Außenministertreffen in BukarestNato will weitere zivile wie militärische Hilfszusagen geben

Die Nato rechnet in den kommenden Monaten mit verstärkten russischen Angriffen auf die Ukraine. Präsident Wladimir Putin wolle "den Winter als Kriegswaffe" nutzen, sagte Bündnis-Generalsekretär Jens Stoltenberg am Dienstag vor einem Außenministertreffen in der rumänischen Hauptstadt Bukarest. Er drängte die Mitgliedsländer deshalb zu weiteren zivilen wie militärischen Hilfszusagen.
Von Bukarest werde die Botschaft ausgehen, "dass wir alle mehr tun müssen - sowohl um der Ukraine bei der Reparatur der zerstörten kritischen Infrastruktur zu helfen, einschließlich des Strom- und Gasnetzes - als auch, um die Angriffe selbst durch die Bereitstellung weiterer Luftabwehrsysteme zu bekämpfen", betonte Stoltenberg.

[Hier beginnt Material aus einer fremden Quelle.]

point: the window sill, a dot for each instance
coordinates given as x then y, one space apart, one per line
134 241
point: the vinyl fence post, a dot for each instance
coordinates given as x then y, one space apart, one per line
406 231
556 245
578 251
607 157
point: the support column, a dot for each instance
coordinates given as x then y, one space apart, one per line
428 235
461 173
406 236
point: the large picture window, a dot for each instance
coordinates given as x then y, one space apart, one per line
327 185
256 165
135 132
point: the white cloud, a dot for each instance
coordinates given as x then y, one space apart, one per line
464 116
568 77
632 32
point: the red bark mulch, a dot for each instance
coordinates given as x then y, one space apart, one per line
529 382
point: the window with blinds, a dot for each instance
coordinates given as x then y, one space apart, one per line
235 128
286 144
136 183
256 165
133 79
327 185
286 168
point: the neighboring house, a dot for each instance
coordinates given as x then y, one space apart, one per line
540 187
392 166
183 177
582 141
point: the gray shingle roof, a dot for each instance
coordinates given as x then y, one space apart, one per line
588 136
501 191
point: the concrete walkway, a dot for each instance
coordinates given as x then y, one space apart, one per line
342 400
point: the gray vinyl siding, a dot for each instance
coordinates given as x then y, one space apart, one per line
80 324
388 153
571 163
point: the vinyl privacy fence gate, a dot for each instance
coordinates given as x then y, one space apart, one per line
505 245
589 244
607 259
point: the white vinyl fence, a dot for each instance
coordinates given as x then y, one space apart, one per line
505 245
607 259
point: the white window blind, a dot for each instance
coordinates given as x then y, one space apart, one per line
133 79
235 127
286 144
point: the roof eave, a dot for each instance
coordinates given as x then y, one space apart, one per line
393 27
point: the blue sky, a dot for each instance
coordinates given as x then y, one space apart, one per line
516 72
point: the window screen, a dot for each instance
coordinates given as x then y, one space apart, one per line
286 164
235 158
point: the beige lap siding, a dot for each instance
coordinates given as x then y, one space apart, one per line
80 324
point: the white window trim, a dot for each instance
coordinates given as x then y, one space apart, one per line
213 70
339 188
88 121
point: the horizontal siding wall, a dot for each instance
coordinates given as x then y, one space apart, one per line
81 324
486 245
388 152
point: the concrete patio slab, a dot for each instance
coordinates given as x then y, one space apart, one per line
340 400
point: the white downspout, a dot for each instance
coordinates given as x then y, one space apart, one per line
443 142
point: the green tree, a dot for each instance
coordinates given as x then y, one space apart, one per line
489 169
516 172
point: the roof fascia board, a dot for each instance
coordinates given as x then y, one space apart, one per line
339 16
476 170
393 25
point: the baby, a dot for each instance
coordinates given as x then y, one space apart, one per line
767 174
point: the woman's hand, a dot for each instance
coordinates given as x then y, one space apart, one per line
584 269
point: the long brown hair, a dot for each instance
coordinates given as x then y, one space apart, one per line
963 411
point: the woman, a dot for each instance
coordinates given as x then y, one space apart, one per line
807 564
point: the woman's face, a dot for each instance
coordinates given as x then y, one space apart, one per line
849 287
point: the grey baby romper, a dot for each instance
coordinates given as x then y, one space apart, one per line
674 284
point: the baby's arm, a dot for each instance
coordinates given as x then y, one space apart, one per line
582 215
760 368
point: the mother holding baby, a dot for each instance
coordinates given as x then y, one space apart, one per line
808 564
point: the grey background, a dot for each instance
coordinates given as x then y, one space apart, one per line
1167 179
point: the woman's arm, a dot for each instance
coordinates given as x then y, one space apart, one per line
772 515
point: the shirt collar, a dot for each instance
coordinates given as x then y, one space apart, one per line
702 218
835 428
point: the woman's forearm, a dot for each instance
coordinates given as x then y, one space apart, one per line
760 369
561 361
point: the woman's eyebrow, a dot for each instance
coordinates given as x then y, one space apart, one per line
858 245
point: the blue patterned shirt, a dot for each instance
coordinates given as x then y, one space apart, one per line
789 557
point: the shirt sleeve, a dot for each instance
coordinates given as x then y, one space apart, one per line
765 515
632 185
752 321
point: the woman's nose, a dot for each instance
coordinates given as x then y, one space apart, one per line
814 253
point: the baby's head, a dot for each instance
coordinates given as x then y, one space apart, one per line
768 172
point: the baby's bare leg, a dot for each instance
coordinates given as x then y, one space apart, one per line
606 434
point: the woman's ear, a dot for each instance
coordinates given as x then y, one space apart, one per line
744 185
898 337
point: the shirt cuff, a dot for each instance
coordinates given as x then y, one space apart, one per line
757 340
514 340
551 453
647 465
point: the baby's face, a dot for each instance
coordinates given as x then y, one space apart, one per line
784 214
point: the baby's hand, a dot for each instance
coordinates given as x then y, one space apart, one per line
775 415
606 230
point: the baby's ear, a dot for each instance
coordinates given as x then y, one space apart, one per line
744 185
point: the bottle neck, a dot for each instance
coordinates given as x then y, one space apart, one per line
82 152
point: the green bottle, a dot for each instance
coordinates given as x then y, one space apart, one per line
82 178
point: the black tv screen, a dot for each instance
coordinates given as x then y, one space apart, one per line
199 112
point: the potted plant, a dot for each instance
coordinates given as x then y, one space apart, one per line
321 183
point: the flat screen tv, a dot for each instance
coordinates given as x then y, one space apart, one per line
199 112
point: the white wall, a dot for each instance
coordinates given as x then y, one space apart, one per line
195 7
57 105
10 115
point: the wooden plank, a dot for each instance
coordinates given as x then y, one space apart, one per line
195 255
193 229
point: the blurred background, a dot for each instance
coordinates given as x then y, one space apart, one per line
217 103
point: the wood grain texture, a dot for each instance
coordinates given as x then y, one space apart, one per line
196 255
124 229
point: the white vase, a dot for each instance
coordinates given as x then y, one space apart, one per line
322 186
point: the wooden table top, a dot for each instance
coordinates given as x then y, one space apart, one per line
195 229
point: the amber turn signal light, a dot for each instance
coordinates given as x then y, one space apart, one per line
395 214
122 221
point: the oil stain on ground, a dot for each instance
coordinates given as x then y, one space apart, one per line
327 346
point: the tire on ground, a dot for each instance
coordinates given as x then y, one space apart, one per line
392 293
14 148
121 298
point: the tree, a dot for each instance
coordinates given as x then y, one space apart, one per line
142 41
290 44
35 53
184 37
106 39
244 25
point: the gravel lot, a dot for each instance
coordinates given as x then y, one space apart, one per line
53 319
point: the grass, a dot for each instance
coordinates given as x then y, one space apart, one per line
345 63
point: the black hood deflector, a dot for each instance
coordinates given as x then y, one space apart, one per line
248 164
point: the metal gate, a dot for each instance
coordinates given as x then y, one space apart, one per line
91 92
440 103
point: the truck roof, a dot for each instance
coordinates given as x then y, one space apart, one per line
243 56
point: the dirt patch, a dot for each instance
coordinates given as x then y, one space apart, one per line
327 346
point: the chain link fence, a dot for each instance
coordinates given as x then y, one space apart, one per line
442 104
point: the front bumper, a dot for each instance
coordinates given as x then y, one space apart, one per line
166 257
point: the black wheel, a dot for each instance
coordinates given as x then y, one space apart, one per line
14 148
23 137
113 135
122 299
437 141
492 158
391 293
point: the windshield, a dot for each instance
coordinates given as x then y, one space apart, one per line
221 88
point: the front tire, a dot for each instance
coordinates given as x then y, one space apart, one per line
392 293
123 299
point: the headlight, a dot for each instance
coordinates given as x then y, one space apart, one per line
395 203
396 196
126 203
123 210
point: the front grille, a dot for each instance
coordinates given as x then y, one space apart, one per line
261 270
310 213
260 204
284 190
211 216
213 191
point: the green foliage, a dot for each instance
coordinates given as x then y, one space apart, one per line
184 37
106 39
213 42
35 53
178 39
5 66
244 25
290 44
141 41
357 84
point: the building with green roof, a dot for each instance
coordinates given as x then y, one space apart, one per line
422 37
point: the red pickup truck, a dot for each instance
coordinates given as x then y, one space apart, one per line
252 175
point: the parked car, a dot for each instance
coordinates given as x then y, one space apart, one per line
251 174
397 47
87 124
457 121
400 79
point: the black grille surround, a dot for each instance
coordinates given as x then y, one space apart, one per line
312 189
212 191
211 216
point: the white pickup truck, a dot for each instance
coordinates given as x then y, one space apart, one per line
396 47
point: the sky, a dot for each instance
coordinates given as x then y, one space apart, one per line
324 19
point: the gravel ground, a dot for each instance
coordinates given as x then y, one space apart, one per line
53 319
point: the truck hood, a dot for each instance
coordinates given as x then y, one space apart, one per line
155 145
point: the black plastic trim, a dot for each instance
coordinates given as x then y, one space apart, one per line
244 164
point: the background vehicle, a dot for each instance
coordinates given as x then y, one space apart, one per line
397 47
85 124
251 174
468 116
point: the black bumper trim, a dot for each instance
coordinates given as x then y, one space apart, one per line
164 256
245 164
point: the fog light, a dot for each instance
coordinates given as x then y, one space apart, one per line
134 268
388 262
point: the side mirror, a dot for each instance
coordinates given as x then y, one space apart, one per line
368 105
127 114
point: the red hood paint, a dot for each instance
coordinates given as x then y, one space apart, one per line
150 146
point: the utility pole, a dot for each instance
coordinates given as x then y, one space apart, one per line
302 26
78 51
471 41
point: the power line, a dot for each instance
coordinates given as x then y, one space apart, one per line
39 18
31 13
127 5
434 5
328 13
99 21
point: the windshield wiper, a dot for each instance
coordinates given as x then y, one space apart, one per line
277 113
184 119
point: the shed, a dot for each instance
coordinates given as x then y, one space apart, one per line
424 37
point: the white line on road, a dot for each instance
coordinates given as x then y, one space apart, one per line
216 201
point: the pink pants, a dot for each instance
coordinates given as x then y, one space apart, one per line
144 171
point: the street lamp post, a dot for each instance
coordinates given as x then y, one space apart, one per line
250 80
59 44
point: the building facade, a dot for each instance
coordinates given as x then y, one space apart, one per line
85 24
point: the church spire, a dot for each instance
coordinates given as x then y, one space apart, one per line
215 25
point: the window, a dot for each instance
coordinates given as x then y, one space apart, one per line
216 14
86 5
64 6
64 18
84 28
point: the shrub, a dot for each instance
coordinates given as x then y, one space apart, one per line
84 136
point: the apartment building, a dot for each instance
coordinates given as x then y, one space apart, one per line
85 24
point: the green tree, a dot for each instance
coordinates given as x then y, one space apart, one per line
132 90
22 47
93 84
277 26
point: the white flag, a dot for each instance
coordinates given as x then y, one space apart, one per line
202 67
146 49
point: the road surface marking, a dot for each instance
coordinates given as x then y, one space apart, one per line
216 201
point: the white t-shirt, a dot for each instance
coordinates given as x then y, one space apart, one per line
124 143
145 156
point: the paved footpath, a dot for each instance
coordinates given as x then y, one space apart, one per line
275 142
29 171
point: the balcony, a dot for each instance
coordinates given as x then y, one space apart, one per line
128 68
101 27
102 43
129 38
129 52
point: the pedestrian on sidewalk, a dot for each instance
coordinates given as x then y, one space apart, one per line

"250 Kilometer von hier beginnt der russische Terror", sagte Bundesaußenministerin Annalena Baerbock (Grüne) in Bukarest. "Wir erleben auf brutale Art und Weise, dass der russische Präsident Kälte jetzt als Kriegswaffe einsetzt." Ukrainischen Familien drohe das Erfrieren. Baerbock verwies auf die jüngste deutsche Zusage von 150 Millionen Euro für die Ukraine. Generatoren, Winterdecken und Krankenwagen seien auf dem Weg. Stoltenberg erwartet weitere Zusagen von den Mitgliedsländern, etwa für Minenräumer und Drohnen-Störsysteme.
Der ukrainische Außenminister Dmytro Kuleba wollte seinen Nato-Kollegen die akuten Bedürfnisse seines Landes bei einem Abendessen schildern. Baerbock leitet am Rande der Nato-Tagung ein Treffen sieben großer Industriestaaten (G7) mit bis zu 20 Partnerländern zum Wiederaufbau der ukrainischen Energie-Infrastruktur.